The background description provided herein is for the purpose of generally presenting the context of the disclosure. Work of the presently named inventors, to the extent it is described in this background section, as well as aspects of the description that may not otherwise qualify as prior art at the time of filing, are neither expressly nor impliedly admitted as prior art against the present disclosure.
Internal combustion engines combine air and fuel to create an air/fuel (A/F) mixture that is combusted within a plurality of cylinders. The combustion of the A/F mixture drives pistons which rotatably turn a crankshaft generating drive torque. In compression ignition (CI) engines, air may be drawn into the cylinders and compressed using the pistons. Fuel may then be injected into the compressed air causing the pressurized A/F mixture to combust. For example, CI engines include diesel engines.
Exhaust gas produced during combustion may be expelled from the cylinders into an exhaust manifold. The exhaust gas may include carbon monoxide (CO) and hydrocarbons (HC). The exhaust gas may also include nitrogen oxides (NOx) due to the higher combustion temperatures of CI engines compared to spark ignition (SI) engines. An exhaust treatment system may treat the exhaust gas to remove CO, HC, and/or NOx. For example, the exhaust treatment system may include at least one of an oxidation catalyst (OC), NOx absorbers/adsorbers, a selective catalytic reduction (SCR) system, a particulate matter (PM) filter, and catalytic converters.

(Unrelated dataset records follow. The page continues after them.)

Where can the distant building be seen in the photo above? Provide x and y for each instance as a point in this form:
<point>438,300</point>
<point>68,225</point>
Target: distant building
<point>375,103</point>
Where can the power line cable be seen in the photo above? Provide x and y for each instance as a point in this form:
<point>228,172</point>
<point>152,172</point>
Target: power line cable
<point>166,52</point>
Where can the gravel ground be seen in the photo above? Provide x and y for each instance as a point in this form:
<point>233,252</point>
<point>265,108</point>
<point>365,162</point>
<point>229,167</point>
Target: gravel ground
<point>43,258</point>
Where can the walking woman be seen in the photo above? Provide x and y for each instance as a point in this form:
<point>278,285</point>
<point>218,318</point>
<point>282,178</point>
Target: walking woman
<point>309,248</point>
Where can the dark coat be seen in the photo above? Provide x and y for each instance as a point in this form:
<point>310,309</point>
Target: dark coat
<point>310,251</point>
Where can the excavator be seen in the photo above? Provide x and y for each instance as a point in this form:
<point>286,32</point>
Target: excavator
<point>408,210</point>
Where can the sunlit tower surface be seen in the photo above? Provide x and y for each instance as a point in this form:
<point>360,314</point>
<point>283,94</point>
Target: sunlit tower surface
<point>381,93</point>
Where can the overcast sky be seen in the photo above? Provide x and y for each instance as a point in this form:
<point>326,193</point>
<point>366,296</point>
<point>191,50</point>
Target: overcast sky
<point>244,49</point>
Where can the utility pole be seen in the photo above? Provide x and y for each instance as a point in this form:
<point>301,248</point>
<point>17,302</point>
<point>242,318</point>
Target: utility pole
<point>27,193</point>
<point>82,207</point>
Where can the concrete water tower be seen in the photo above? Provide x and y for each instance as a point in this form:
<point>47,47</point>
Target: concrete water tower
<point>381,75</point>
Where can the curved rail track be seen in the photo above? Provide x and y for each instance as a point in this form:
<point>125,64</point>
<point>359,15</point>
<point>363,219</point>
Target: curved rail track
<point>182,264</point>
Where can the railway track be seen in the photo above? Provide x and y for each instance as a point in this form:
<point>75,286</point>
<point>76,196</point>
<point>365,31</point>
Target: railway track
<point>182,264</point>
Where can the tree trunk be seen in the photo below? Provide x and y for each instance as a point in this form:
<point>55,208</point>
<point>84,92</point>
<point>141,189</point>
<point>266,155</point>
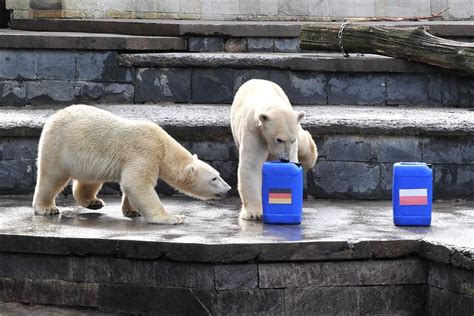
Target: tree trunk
<point>414,44</point>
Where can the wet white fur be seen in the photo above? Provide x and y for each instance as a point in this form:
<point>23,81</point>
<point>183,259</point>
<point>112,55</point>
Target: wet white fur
<point>93,146</point>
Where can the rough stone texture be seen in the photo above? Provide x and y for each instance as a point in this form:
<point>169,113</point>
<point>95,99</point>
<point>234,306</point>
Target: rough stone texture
<point>443,302</point>
<point>269,302</point>
<point>328,300</point>
<point>240,276</point>
<point>349,179</point>
<point>205,44</point>
<point>162,85</point>
<point>212,86</point>
<point>354,273</point>
<point>164,300</point>
<point>102,67</point>
<point>358,89</point>
<point>13,39</point>
<point>408,299</point>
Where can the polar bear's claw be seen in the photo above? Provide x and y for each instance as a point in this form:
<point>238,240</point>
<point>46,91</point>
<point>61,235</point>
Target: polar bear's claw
<point>96,204</point>
<point>166,220</point>
<point>47,211</point>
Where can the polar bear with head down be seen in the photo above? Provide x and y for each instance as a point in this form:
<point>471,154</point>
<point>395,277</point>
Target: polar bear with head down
<point>264,125</point>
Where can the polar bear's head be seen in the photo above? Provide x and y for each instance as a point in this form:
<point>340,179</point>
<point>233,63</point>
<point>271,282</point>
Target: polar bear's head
<point>280,128</point>
<point>204,182</point>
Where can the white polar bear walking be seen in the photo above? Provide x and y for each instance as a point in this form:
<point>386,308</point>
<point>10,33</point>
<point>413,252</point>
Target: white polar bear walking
<point>93,146</point>
<point>264,125</point>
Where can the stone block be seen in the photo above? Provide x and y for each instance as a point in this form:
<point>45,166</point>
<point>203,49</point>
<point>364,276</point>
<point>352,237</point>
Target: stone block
<point>301,87</point>
<point>13,93</point>
<point>205,44</point>
<point>115,298</point>
<point>49,292</point>
<point>322,301</point>
<point>163,85</point>
<point>398,299</point>
<point>17,176</point>
<point>17,64</point>
<point>443,276</point>
<point>363,89</point>
<point>250,302</point>
<point>338,179</point>
<point>19,148</point>
<point>56,65</point>
<point>345,273</point>
<point>443,90</point>
<point>442,302</point>
<point>102,67</point>
<point>454,150</point>
<point>52,92</point>
<point>240,276</point>
<point>212,86</point>
<point>286,45</point>
<point>97,92</point>
<point>260,44</point>
<point>407,89</point>
<point>453,181</point>
<point>235,45</point>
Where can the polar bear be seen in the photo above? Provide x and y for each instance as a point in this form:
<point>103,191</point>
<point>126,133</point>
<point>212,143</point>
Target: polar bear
<point>265,126</point>
<point>93,146</point>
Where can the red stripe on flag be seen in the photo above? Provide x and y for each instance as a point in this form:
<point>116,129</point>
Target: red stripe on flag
<point>413,200</point>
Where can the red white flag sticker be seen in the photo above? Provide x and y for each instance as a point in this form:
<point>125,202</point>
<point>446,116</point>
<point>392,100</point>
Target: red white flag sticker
<point>413,197</point>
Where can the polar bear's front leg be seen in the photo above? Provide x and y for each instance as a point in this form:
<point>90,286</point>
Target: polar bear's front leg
<point>85,194</point>
<point>250,181</point>
<point>148,204</point>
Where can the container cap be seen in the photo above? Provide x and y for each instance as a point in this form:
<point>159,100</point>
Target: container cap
<point>412,169</point>
<point>277,167</point>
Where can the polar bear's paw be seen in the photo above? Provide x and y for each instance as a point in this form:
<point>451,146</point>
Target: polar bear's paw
<point>47,211</point>
<point>95,204</point>
<point>251,215</point>
<point>131,213</point>
<point>166,220</point>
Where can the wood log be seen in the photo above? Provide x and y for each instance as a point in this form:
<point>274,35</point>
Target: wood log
<point>414,44</point>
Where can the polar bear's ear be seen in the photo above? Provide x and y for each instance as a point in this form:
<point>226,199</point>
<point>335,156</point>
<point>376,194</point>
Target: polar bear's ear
<point>189,170</point>
<point>262,118</point>
<point>300,116</point>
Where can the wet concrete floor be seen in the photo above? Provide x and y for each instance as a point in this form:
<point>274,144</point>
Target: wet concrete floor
<point>217,222</point>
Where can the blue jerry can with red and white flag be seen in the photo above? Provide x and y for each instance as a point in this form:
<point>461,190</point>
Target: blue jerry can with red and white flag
<point>412,194</point>
<point>282,192</point>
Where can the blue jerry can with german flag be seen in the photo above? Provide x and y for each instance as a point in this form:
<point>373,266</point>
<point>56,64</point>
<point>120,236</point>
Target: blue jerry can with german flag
<point>282,192</point>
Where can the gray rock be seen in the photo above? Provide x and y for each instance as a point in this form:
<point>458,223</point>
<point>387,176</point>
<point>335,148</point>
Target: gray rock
<point>356,89</point>
<point>205,44</point>
<point>260,44</point>
<point>163,85</point>
<point>212,86</point>
<point>12,93</point>
<point>56,65</point>
<point>407,89</point>
<point>17,64</point>
<point>338,179</point>
<point>102,66</point>
<point>240,276</point>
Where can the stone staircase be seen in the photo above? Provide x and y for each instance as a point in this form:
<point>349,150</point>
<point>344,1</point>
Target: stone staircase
<point>364,112</point>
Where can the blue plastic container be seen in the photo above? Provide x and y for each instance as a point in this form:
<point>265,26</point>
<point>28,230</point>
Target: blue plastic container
<point>282,193</point>
<point>412,194</point>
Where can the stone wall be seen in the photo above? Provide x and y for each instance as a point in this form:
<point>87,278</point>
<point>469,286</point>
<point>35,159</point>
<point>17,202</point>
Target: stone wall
<point>316,10</point>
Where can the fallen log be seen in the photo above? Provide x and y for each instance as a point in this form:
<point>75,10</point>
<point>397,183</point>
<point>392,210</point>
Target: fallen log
<point>414,44</point>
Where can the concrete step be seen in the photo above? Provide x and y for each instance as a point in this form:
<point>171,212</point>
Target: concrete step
<point>151,27</point>
<point>345,252</point>
<point>357,145</point>
<point>32,40</point>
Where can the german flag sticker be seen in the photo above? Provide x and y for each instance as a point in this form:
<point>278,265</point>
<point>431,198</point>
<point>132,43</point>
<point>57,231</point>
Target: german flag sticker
<point>279,196</point>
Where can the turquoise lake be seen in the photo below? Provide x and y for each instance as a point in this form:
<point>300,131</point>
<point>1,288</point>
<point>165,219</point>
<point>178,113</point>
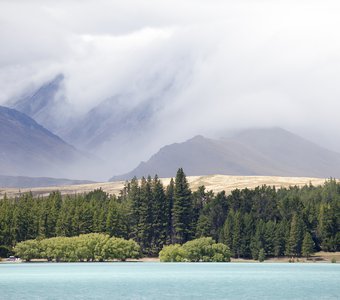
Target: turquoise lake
<point>169,281</point>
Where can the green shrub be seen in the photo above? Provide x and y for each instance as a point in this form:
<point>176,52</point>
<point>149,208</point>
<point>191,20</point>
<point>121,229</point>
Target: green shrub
<point>172,253</point>
<point>262,255</point>
<point>202,249</point>
<point>28,250</point>
<point>86,247</point>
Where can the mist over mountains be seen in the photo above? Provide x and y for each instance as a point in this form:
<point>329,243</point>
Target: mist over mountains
<point>27,148</point>
<point>273,152</point>
<point>120,136</point>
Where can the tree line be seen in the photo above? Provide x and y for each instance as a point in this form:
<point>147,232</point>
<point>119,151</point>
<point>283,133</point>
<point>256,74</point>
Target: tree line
<point>268,221</point>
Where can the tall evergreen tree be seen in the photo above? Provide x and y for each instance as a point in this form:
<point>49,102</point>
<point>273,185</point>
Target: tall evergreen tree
<point>160,217</point>
<point>169,209</point>
<point>307,245</point>
<point>182,209</point>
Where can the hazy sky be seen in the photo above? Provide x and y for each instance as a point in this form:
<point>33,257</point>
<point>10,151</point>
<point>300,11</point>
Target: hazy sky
<point>216,65</point>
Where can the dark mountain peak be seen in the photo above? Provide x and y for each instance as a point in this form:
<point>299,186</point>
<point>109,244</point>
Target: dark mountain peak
<point>28,148</point>
<point>259,151</point>
<point>41,99</point>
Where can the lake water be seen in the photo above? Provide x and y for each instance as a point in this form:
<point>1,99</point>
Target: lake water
<point>169,281</point>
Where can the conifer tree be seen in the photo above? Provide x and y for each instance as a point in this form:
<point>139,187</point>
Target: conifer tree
<point>160,217</point>
<point>169,209</point>
<point>307,245</point>
<point>182,209</point>
<point>295,236</point>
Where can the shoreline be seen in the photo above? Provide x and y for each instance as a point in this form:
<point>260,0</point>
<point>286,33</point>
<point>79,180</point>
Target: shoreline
<point>319,257</point>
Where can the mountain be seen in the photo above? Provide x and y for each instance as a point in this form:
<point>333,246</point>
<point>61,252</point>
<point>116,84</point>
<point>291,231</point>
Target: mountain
<point>268,152</point>
<point>27,148</point>
<point>32,182</point>
<point>46,105</point>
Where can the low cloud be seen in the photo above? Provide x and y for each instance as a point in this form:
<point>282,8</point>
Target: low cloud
<point>213,65</point>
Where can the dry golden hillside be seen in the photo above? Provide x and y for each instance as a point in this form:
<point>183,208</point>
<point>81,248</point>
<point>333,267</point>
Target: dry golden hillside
<point>216,183</point>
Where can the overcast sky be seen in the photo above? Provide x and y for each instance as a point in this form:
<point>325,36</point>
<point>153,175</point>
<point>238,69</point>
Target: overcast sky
<point>217,65</point>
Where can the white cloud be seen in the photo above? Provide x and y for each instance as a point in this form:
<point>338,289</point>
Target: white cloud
<point>215,64</point>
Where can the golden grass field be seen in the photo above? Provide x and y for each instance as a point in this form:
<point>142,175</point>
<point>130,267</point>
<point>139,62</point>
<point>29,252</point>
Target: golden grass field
<point>215,183</point>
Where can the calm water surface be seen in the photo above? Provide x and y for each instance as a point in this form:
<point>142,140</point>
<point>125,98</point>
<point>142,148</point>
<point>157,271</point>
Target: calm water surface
<point>169,281</point>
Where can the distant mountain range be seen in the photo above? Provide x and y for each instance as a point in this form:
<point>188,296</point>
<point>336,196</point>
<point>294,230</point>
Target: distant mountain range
<point>27,148</point>
<point>272,152</point>
<point>32,182</point>
<point>109,120</point>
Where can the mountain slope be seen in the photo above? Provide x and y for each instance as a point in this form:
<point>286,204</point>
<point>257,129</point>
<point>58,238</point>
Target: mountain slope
<point>270,152</point>
<point>46,105</point>
<point>27,148</point>
<point>33,182</point>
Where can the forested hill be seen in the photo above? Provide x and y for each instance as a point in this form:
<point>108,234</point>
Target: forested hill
<point>267,152</point>
<point>288,221</point>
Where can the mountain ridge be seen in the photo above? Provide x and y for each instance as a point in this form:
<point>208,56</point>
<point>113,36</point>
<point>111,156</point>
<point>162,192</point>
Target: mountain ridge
<point>263,152</point>
<point>29,149</point>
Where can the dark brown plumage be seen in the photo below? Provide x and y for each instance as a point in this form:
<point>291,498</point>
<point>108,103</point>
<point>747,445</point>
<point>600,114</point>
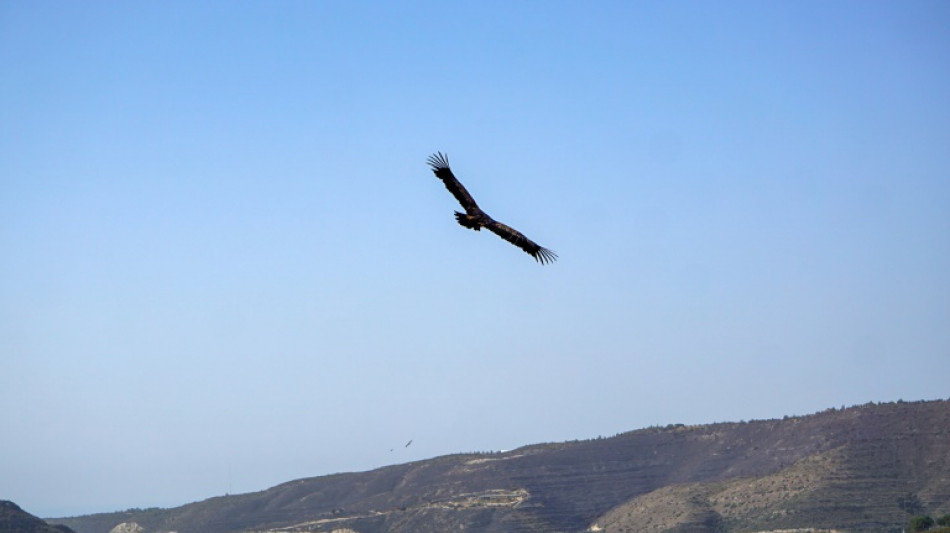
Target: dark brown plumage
<point>474,218</point>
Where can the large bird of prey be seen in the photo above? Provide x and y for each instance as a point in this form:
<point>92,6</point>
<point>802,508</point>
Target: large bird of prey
<point>476,219</point>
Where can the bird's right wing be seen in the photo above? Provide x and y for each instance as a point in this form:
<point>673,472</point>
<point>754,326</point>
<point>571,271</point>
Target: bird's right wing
<point>538,252</point>
<point>440,166</point>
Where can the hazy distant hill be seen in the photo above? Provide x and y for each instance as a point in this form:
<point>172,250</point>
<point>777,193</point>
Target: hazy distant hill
<point>866,468</point>
<point>16,520</point>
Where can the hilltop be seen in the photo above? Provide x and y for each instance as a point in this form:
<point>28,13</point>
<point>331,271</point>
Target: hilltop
<point>864,468</point>
<point>16,520</point>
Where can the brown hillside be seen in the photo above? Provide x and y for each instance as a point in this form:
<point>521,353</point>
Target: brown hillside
<point>865,468</point>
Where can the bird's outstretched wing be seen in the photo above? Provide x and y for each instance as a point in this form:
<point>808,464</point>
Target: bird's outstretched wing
<point>440,166</point>
<point>539,253</point>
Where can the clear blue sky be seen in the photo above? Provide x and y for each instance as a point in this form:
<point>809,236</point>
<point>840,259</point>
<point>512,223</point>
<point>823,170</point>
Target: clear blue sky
<point>225,264</point>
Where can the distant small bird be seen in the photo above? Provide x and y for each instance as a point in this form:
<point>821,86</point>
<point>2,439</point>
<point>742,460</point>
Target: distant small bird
<point>474,218</point>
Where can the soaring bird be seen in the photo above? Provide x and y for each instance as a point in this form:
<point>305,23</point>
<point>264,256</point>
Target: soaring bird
<point>476,219</point>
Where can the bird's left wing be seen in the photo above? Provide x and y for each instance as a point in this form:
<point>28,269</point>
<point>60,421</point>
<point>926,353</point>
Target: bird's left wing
<point>440,166</point>
<point>539,253</point>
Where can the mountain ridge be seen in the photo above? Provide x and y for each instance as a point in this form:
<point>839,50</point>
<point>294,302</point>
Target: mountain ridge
<point>863,468</point>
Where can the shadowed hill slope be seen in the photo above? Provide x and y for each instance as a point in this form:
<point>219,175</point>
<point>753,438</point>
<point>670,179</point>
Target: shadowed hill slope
<point>865,468</point>
<point>16,520</point>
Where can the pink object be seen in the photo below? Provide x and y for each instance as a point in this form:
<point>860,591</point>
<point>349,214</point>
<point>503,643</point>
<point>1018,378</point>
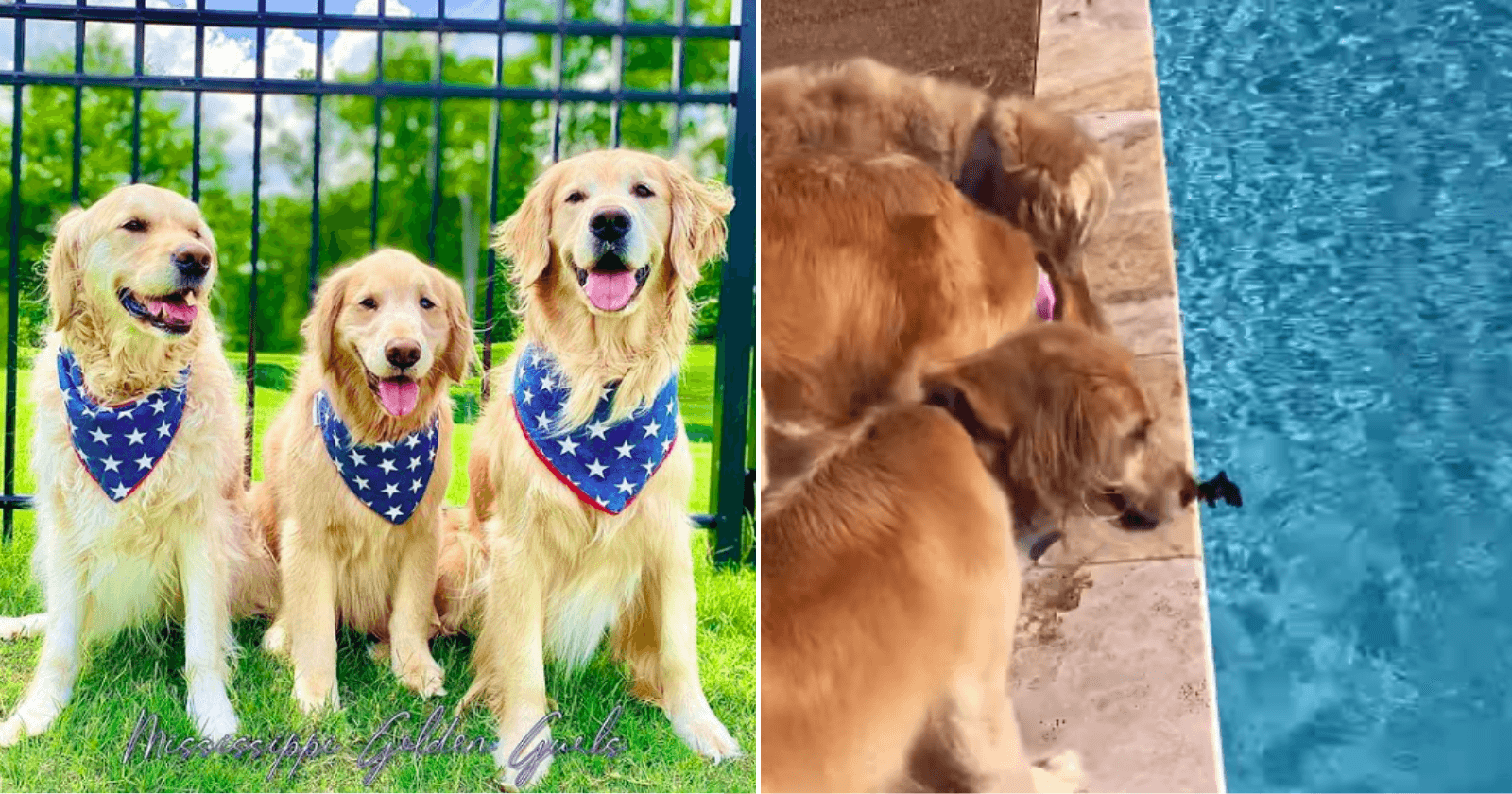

In the SCR process, a dosing agent is injected into the exhaust gas by a dosing system. For example, the dosing agent may be pure anhydrous ammonia, aqueous ammonia, or urea. The dosing agent includes a reductant that reacts with the NOx in the exhaust gas. For example, the reductant may be ammonia (NH3). The reductant mixes with the NOx in the exhaust gas and the mixture may be absorbed onto the SCR catalyst. The SCR catalyst may then break down the absorbed mixture forming water vapor (H2O) and nitrogen gas (N2). The SCR process, therefore, may significantly reduce NOx emissions.